Con la llegada de los días más fríos y el aumento en el uso de calefactores y caloramas dentro de los hogares, vuelve a ponerse sobre la mesa una problemática que cada año preocupa a las autoridades sanitarias: las intoxicaciones por monóxido de carbono.

Aunque muchas veces pasa desapercibido, este gas puede ser mortal. Se lo conoce como “el asesino silencioso” porque no tiene olor, color ni sabor, y puede acumularse dentro de una vivienda sin que las personas lo noten. En ciudades patagónicas como Rawson, donde las bajas temperaturas comienzan a sentirse con fuerza durante el otoño, la prevención vuelve a ser fundamental.
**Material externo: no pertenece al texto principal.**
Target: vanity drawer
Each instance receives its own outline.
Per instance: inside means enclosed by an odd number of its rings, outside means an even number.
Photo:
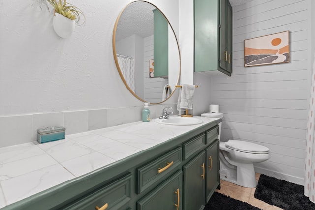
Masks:
[[[126,209],[130,200],[131,174],[129,173],[75,201],[63,210],[95,210],[107,204],[108,210]],[[123,209],[122,209],[123,208]]]
[[[217,125],[206,132],[207,134],[206,144],[210,144],[218,139],[219,135],[219,125]]]
[[[203,133],[184,144],[184,159],[186,160],[202,150],[206,144],[206,134]]]
[[[182,162],[182,148],[179,147],[137,169],[137,193],[162,181]]]

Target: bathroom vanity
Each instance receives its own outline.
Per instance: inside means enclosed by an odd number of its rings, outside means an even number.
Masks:
[[[221,120],[194,118],[203,123],[176,126],[151,120],[116,126],[127,134],[144,126],[163,140],[1,210],[202,210],[220,184]],[[138,133],[145,136],[144,131]]]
Con el correr de los años, las campañas de concientización ayudaron a que muchas familias incorporen hábitos más seguros dentro del hogar. Sin embargo, especialistas insisten en que el mantenimiento de los artefactos a gas sigue siendo clave para evitar accidentes que pueden terminar en tragedia.

Uno de los principales puntos a tener en cuenta es el color de la llama de estufas, calefactores y calefones. La llama debe ser siempre azul. Si aparece amarilla, naranja o rojiza, puede ser una señal de mala combustión y de posible generación de monóxido de carbono.

Monóxido de carbono: el peligro silencioso que vuelve con los primeros fríos y requiere prevención

También se recomienda realizar controles periódicos con gasistas matriculados, especialmente antes de intensificar el uso de los sistemas de calefacción. Muchas veces, la falta de limpieza, conductos tapados o artefactos deteriorados terminan generando situaciones de riesgo dentro de la vivienda.

Otro aspecto importante es la ventilación. Aunque el frío invite a mantener puertas y ventanas cerradas, los especialistas remarcan que siempre debe existir circulación de aire en los ambientes. Las rejillas de ventilación no deben taparse y tampoco se recomienda utilizar hornallas u hornos para calefaccionar.

Los síntomas de intoxicación pueden confundirse fácilmente con un malestar común: dolor de cabeza, mareos, sueño, náuseas, cansancio o confusión. Ante cualquiera de estas señales, se aconseja apagar los artefactos, ventilar inmediatamente el lugar y acudir a un centro de salud.

En Chubut, donde el frío forma parte de gran parte del año, la prevención continúa siendo la herramienta más importante. Revisar los artefactos, prestar atención a las señales y mantener hábitos seguros dentro del hogar puede evitar situaciones graves y proteger a toda la familia.